He said there was not yet any information available about the success in actually seeing children's weight reduced because it was a long term goal.
"The good thing with kids is that we've got time to help them grow into a healthy weight. We do have time to make some changes. The main problem with childhood obesity is that the chances are high that they will grow into obese adults," he said.
Clark also reiterated his preference to work with the food and beverage industry to develop a better labelling system and set sugar reduction goals for packaged food and said he was seeking advice from officials and the industry.
Auckland University nutrition professor Boyd Swinburn was hopeful the new Government would take serious action on childhood obesity given their focus on child poverty and health inequalities.
When it came to obesity reduction the Government's top priorities should include a target for childhood obesity reduction and policies to achieve that target such as a tax on sugary drinks, restrictions on junk food marketing to children, and healthy food in schools.
He said the Health Star Rating algorithm needed to be improved so high sugar products did not get high ratings and more products needed to carry the logo.
National's health spokesman Jonathan Coleman was critical of the speed with which the new Government was moving to put in place health policy.
"These guys have had nine years in opposition to decide what they were going to do when they got into Government but yet they have no plan and no agenda in health," he said.
"If they had a policy of setting a reduction target [Clark] should be telling the officials that's what he wants to do and they should be going out to make it happen."
NZ Food and Grocery Council chief executive Katherine Rich hoped to meet Clark in the new year to discuss food and grocery issues.
"We believe that the current labelling requirements we share with Australia are well established and that the Health Star Rating is driving positive reformulation of current foods and the innovation of new ones," she said.
New Zealand Beverage Council president Olly Munro said they had not yet heard from the Minister but its member were committed to providing clear nutritional labelling through the nutrition information panel and the Health Star Rating Scheme's energy icon.

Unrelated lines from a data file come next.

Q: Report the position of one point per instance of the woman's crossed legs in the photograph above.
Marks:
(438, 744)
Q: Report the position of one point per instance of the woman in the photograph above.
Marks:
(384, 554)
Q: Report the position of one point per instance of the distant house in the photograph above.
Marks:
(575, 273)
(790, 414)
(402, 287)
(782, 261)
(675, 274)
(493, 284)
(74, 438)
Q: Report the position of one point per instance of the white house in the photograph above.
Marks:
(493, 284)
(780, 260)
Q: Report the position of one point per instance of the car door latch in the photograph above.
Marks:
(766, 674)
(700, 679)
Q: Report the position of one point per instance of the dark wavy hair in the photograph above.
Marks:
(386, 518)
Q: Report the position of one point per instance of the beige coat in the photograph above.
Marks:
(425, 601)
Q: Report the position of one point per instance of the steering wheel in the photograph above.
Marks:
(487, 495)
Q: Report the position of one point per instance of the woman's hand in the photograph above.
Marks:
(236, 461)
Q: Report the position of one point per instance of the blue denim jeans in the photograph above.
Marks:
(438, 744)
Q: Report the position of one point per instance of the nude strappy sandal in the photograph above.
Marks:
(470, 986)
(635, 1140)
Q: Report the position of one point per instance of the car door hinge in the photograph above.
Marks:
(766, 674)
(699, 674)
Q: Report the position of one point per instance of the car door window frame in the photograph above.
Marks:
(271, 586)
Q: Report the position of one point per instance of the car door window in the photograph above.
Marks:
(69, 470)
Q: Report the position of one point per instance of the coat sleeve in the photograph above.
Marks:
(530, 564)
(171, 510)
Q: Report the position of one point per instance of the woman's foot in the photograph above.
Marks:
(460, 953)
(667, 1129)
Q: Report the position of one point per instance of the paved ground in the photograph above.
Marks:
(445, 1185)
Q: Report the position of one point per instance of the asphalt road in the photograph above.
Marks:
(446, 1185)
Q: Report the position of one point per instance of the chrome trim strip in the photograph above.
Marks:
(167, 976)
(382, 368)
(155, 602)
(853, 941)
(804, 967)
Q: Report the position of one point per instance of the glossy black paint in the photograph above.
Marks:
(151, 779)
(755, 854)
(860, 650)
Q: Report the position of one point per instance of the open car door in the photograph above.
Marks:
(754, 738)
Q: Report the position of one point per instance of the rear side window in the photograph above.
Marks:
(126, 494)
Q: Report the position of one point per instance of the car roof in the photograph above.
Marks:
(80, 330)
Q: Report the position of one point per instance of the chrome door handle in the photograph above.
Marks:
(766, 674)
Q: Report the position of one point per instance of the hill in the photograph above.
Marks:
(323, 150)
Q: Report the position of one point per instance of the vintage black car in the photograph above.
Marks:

Rich and Munro both said their members had been reformulating products to provide healthier options for some years now.
A Coca-Cola New Zealand spokeswoman said the company looked forward to any dialogue with the minister on the subject and said it was actively reducing the sugar Kiwis consumed through its beverages.
"Today 1/3 of our sales are either low or no sugar varieties – an increase of 13 per cent in the last year. We are rethinking our recipes to reduce sugar in our current range of drinks, innovating to create new low and no sugar drinks, promoting smaller packs in more places and encouraging informed choice by providing straightforward, accessible ingredient information".
Heart Foundation food and nutrition manager Dave Monro said the organisation had been working with food companies to reduce salt levels for the last 10 years and last year extended that work to sugar.